Write The Domain For The Piecewise Function In Interval Notation.$\[ F(x) = \begin{cases} 2x - 5 & \text{for } X \leq -1 \\ -2x^2 & \text{for } X \geq 2 \end{cases} \\]

Feb 26, 2025 by ADMIN 171 views

**Domain of a Piecewise Function in Interval Notation**

Introduction

In mathematics, a piecewise function is a function that is defined by multiple sub-functions, each applied to a specific interval of the domain. The domain of a piecewise function is the set of all possible input values for which the function is defined. In this article, we will discuss how to write the domain of a piecewise function in interval notation.

Understanding Piecewise Functions

A piecewise function is a function that is defined by multiple sub-functions, each applied to a specific interval of the domain. The general form of a piecewise function is:

${ f(x) = \begin{cases} f_1(x) & \text{for } x \in D_1 \\ f_2(x) & \text{for } x \in D_2 \\ & \vdots \\ f_n(x) & \text{for } x \in D_n \end{cases} }$

where $f_1(x), f_2(x), \ldots, f_n(x)$ are the sub-functions, and $D_1, D_2, \ldots, D_n$ are the intervals of the domain.

Domain of a Piecewise Function

The domain of a piecewise function is the set of all possible input values for which the function is defined. In interval notation, the domain of a piecewise function is written as a union of intervals.

Example 1: Domain of a Piecewise Function

Consider the piecewise function:

${ f(x) = \begin{cases} 2x - 5 & \text{for } x \leq -1 \\ -2x^2 & \text{for } x \geq 2 \end{cases} }$

To find the domain of this function, we need to consider the intervals of the domain for each sub-function.

For the first sub-function, $f(x) = 2x - 5$ , the domain is $x \leq -1$ . This means that the input values for this sub-function are all real numbers less than or equal to -1.

For the second sub-function, $f(x) = -2x^2$ , the domain is $x \geq 2$ . This means that the input values for this sub-function are all real numbers greater than or equal to 2.

Since the two sub-functions are defined on different intervals, the domain of the piecewise function is the union of these intervals.

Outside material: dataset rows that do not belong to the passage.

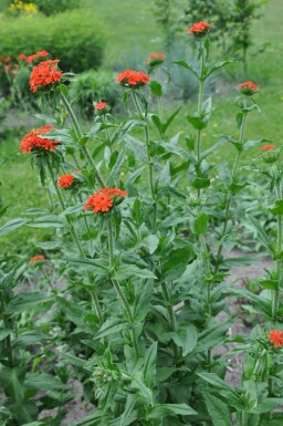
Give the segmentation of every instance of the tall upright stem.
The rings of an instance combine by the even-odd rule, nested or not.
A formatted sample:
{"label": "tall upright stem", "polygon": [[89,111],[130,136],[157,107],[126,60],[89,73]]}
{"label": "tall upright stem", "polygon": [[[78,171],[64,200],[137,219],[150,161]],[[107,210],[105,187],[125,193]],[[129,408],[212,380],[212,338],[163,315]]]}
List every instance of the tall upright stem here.
{"label": "tall upright stem", "polygon": [[[142,111],[142,107],[139,105],[139,102],[137,100],[137,95],[135,92],[135,89],[132,90],[132,95],[133,95],[133,101],[134,104],[137,108],[138,114],[140,115],[142,118],[144,118],[144,113]],[[157,205],[156,205],[156,195],[155,195],[155,186],[154,186],[154,164],[150,158],[150,153],[149,153],[149,133],[148,133],[148,124],[145,118],[145,139],[146,139],[146,152],[147,152],[147,163],[148,163],[148,180],[149,180],[149,188],[150,188],[150,195],[154,204],[154,209],[153,209],[153,228],[155,229],[156,227],[156,215],[157,215]]]}
{"label": "tall upright stem", "polygon": [[[203,70],[205,70],[205,49],[203,43],[201,42],[201,62],[200,62],[200,77],[199,77],[199,98],[198,98],[198,117],[201,117],[202,112],[202,103],[203,103],[203,91],[205,91],[205,79],[203,79]],[[197,133],[197,164],[200,164],[200,155],[201,155],[201,129],[198,129]],[[198,190],[198,197],[200,196],[200,191]]]}
{"label": "tall upright stem", "polygon": [[[113,227],[112,227],[112,219],[111,218],[108,219],[108,253],[109,253],[109,263],[111,263],[111,267],[113,267],[113,262],[114,262],[114,240],[113,240]],[[127,298],[124,294],[124,291],[123,291],[119,282],[117,280],[113,280],[113,279],[111,280],[111,282],[112,282],[113,287],[115,288],[118,297],[120,298],[120,301],[122,301],[122,303],[124,305],[124,309],[125,309],[125,311],[127,313],[129,322],[132,323],[132,325],[134,325],[135,319],[134,319],[130,305],[129,305],[129,303],[127,301]],[[139,356],[139,351],[138,351],[137,337],[136,337],[135,330],[133,330],[133,329],[130,329],[130,336],[132,336],[133,346],[134,346],[136,356],[138,357]]]}
{"label": "tall upright stem", "polygon": [[[276,186],[276,196],[279,200],[282,200],[282,190],[281,190],[281,179]],[[282,215],[277,215],[277,241],[276,241],[276,251],[280,254],[282,252]],[[282,281],[282,260],[276,260],[276,278],[277,285],[274,290],[272,290],[272,319],[274,324],[277,322],[279,314],[279,297],[281,290],[281,281]]]}
{"label": "tall upright stem", "polygon": [[[65,108],[66,108],[67,113],[69,113],[70,120],[73,123],[77,141],[80,142],[83,138],[83,133],[82,133],[80,124],[78,124],[78,122],[76,120],[75,113],[74,113],[72,106],[70,105],[70,102],[67,101],[66,96],[62,92],[61,92],[61,98],[62,98],[63,104],[65,105]],[[84,156],[85,156],[87,163],[90,164],[90,166],[94,169],[96,179],[99,183],[99,185],[102,187],[105,187],[104,180],[103,180],[103,178],[102,178],[102,176],[101,176],[101,174],[99,174],[99,172],[98,172],[98,169],[97,169],[97,167],[96,167],[96,165],[95,165],[95,163],[93,160],[93,157],[92,157],[90,150],[87,149],[87,147],[85,145],[81,145],[81,150],[84,154]]]}
{"label": "tall upright stem", "polygon": [[[56,179],[55,179],[55,176],[54,176],[54,173],[53,173],[53,169],[52,169],[52,166],[51,166],[49,159],[48,159],[48,169],[49,169],[49,173],[50,173],[50,177],[51,177],[53,187],[54,187],[54,189],[56,191],[57,199],[59,199],[59,202],[61,205],[61,208],[62,208],[62,210],[65,210],[65,202],[64,202],[62,194],[61,194],[61,191],[60,191],[60,189],[57,187]],[[73,238],[73,241],[76,245],[76,248],[78,250],[78,253],[81,256],[85,256],[84,249],[83,249],[83,247],[82,247],[82,245],[80,242],[80,239],[78,239],[78,237],[76,235],[76,231],[75,231],[75,228],[74,228],[74,226],[72,224],[72,220],[71,220],[71,218],[67,215],[66,215],[66,221],[67,221],[67,225],[69,225],[69,228],[70,228],[71,236]],[[90,279],[90,282],[91,282],[92,281],[91,274],[88,274],[88,279]],[[99,301],[98,301],[96,292],[94,292],[93,299],[95,301],[95,309],[96,309],[97,316],[99,319],[99,322],[102,323],[103,322],[103,314],[102,314],[102,309],[101,309],[101,304],[99,304]]]}
{"label": "tall upright stem", "polygon": [[[248,106],[245,98],[243,100],[243,106],[244,107]],[[243,113],[243,118],[242,118],[242,123],[241,123],[241,127],[240,127],[240,134],[239,134],[239,143],[240,143],[241,147],[243,146],[243,142],[244,142],[244,131],[245,131],[245,126],[247,126],[247,117],[248,117],[248,113],[245,112],[245,113]],[[234,178],[237,176],[241,153],[242,153],[242,149],[238,149],[237,150],[237,156],[235,156],[235,159],[234,159],[232,175],[231,175],[231,181],[232,183],[233,183],[233,180],[234,180]],[[227,232],[231,199],[232,199],[232,191],[230,189],[229,193],[228,193],[227,199],[226,199],[224,224],[223,224],[223,229],[222,229],[222,232],[221,232],[221,240],[224,238],[226,232]],[[223,243],[221,242],[220,246],[219,246],[218,252],[217,252],[217,258],[216,258],[217,262],[216,262],[214,273],[217,273],[218,269],[219,269],[219,260],[220,260],[220,256],[222,253],[222,249],[223,249]]]}

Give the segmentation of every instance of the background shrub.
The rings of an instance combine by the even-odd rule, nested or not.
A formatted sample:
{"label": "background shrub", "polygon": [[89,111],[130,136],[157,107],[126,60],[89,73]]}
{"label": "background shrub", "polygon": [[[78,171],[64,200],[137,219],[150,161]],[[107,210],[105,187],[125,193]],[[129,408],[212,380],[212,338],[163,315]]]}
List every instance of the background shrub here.
{"label": "background shrub", "polygon": [[52,17],[6,19],[0,28],[0,54],[17,58],[46,50],[61,60],[60,67],[82,72],[103,60],[104,31],[93,11],[74,10]]}
{"label": "background shrub", "polygon": [[93,102],[106,101],[114,108],[120,100],[115,74],[107,71],[83,72],[72,81],[70,90],[81,114],[87,117],[93,116]]}

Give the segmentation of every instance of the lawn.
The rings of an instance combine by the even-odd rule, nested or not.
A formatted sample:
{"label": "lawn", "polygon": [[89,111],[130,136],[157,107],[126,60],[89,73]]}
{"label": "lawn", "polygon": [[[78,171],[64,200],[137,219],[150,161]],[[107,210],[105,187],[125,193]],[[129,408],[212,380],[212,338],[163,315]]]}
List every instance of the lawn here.
{"label": "lawn", "polygon": [[[94,14],[98,15],[106,28],[107,50],[104,59],[104,69],[130,67],[135,63],[143,63],[150,52],[163,51],[161,30],[157,27],[151,12],[151,1],[143,3],[135,0],[85,0],[85,6],[93,8]],[[266,138],[274,143],[281,143],[283,138],[282,128],[282,67],[283,56],[281,41],[281,15],[283,12],[282,0],[269,1],[262,8],[262,18],[253,27],[254,46],[249,59],[249,80],[260,85],[256,95],[262,114],[251,114],[248,126],[250,139]],[[186,35],[187,37],[187,35]],[[260,52],[261,51],[261,52]],[[180,58],[176,58],[179,60]],[[234,116],[237,107],[235,86],[243,81],[241,66],[233,65],[230,74],[224,74],[218,82],[218,93],[213,96],[213,114],[211,125],[203,135],[205,144],[210,146],[214,141],[216,133],[228,133],[237,135]],[[166,105],[167,114],[179,106],[181,101],[175,101]],[[195,112],[196,100],[191,98],[182,106],[171,129],[172,134],[182,131],[189,133],[190,128],[186,122],[186,115]],[[1,224],[8,219],[18,217],[28,208],[43,208],[46,206],[46,194],[40,186],[36,172],[31,168],[30,159],[19,153],[19,142],[30,128],[22,127],[17,133],[9,132],[2,136],[0,143],[0,158],[6,163],[1,166],[1,198],[9,209]],[[230,159],[233,147],[221,149],[216,156],[219,159]],[[243,164],[250,163],[256,157],[256,148],[245,153]],[[44,239],[42,231],[34,229],[20,229],[3,238],[0,250],[14,249],[20,252],[30,250],[36,239]]]}

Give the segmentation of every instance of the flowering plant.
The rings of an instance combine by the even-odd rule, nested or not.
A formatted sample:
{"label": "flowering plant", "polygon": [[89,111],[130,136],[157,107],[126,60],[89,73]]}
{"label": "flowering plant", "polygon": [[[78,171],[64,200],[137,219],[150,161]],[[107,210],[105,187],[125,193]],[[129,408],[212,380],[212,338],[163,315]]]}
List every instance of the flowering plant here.
{"label": "flowering plant", "polygon": [[[276,158],[269,168],[262,162],[256,170],[270,180],[269,209],[276,221],[276,236],[270,237],[258,219],[247,215],[274,261],[274,269],[266,270],[268,277],[260,282],[261,294],[254,294],[227,282],[229,259],[224,248],[237,220],[231,206],[245,187],[239,173],[242,152],[265,142],[247,141],[245,136],[250,114],[259,112],[251,97],[258,86],[252,82],[238,85],[238,135],[216,135],[217,142],[205,149],[203,129],[212,114],[206,83],[230,63],[209,62],[210,27],[198,22],[189,30],[198,39],[198,69],[177,62],[199,84],[196,112],[186,117],[187,147],[179,143],[180,133],[170,133],[180,107],[168,117],[164,111],[158,115],[149,110],[147,85],[153,94],[158,85],[153,85],[145,72],[126,70],[117,76],[132,110],[130,118],[117,123],[108,112],[95,114],[92,127],[83,132],[69,90],[62,84],[59,60],[34,65],[31,91],[54,95],[56,125],[31,131],[20,149],[31,154],[43,184],[49,184],[51,206],[50,210],[36,209],[34,216],[28,212],[6,224],[0,235],[23,225],[55,228],[54,241],[42,241],[41,247],[50,250],[49,261],[54,247],[59,249],[53,267],[66,285],[57,288],[48,277],[48,289],[17,299],[13,304],[7,282],[15,282],[20,272],[2,279],[4,351],[0,383],[7,395],[4,420],[11,418],[25,426],[31,422],[59,424],[60,412],[55,418],[39,420],[38,411],[64,405],[72,398],[67,393],[67,397],[59,397],[55,391],[65,387],[51,378],[60,372],[60,380],[66,383],[69,374],[64,376],[64,371],[80,377],[95,406],[77,426],[228,426],[234,422],[239,426],[265,426],[269,422],[276,426],[282,420],[282,414],[275,411],[283,401],[280,149],[265,145],[258,160],[274,152]],[[158,93],[161,97],[163,91]],[[96,103],[95,110],[103,111],[106,101]],[[228,143],[234,149],[233,166],[216,193],[210,155]],[[43,259],[43,254],[36,254],[31,263],[36,266]],[[42,274],[44,263],[38,266]],[[248,336],[229,332],[234,315],[228,311],[228,300],[234,297],[244,298],[249,309],[264,321]],[[50,370],[34,376],[35,367],[30,371],[24,366],[14,350],[29,345],[31,337],[25,330],[18,330],[9,314],[13,309],[25,312],[27,306],[41,303],[45,309],[55,303],[55,312],[50,312],[48,320],[54,322],[64,343],[52,337],[54,329],[45,331],[41,339],[53,339],[60,347],[52,359],[57,368],[52,370],[53,363],[48,363]],[[220,321],[223,313],[228,318]],[[35,333],[32,342],[36,339]],[[228,355],[218,355],[214,349],[223,347]],[[234,387],[224,376],[238,352],[244,354],[244,367],[242,381]],[[27,353],[31,365],[38,365]],[[30,401],[33,387],[51,393],[41,397],[42,403]]]}

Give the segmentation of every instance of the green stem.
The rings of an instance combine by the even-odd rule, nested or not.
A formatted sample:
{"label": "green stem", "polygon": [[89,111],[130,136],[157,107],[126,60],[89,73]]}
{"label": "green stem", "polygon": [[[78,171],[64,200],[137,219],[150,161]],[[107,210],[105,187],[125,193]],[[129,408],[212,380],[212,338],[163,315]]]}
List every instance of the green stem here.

Writing the Domain in Interval Notation

In interval notation, the domain of the piecewise function is written as:

${ (-\infty, -1] \cup [2, \infty) }$

This means that the domain of the function is all real numbers less than or equal to -1, and all real numbers greater than or equal to 2.

Conclusion

In conclusion, the domain of a piecewise function is the set of all possible input values for which the function is defined. In interval notation, the domain of a piecewise function is written as a union of intervals. By understanding how to write the domain of a piecewise function in interval notation, we can better analyze and work with these types of functions.

Tips and Tricks

When writing the domain of a piecewise function in interval notation, make sure to include all possible input values for each sub-function.
Use the union symbol (∪) to combine the intervals of the domain.
Be careful when writing the domain of a piecewise function, as it is easy to make mistakes.

Common Mistakes

Failing to include all possible input values for each sub-function.
Using the wrong notation for the union of intervals.
Making mistakes when writing the domain of a piecewise function.

Real-World Applications

Piecewise functions are used in many real-world applications, such as modeling population growth, temperature changes, and financial transactions.
Understanding how to write the domain of a piecewise function in interval notation is essential for working with these types of functions.

Practice Problems

Find the domain of the piecewise function: ${ f(x) = \begin{cases} x^2 + 1 & \text{for } x \leq 0 \\ x - 2 & \text{for } x \geq 1 \end{cases} }$
Write the domain of the piecewise function in interval notation.

Answer Key

The domain of the piecewise function is $(-\infty, 0] \cup [1, \infty)$ .
The domain of the piecewise function is $(-\infty, 0] \cup [1, \infty)$ .

References

[1] "Calculus" by Michael Spivak
[2] "Mathematics for Computer Science" by Eric Lehman and Tom Leighton

Note: The references provided are for general information and are not specific to the topic of piecewise functions.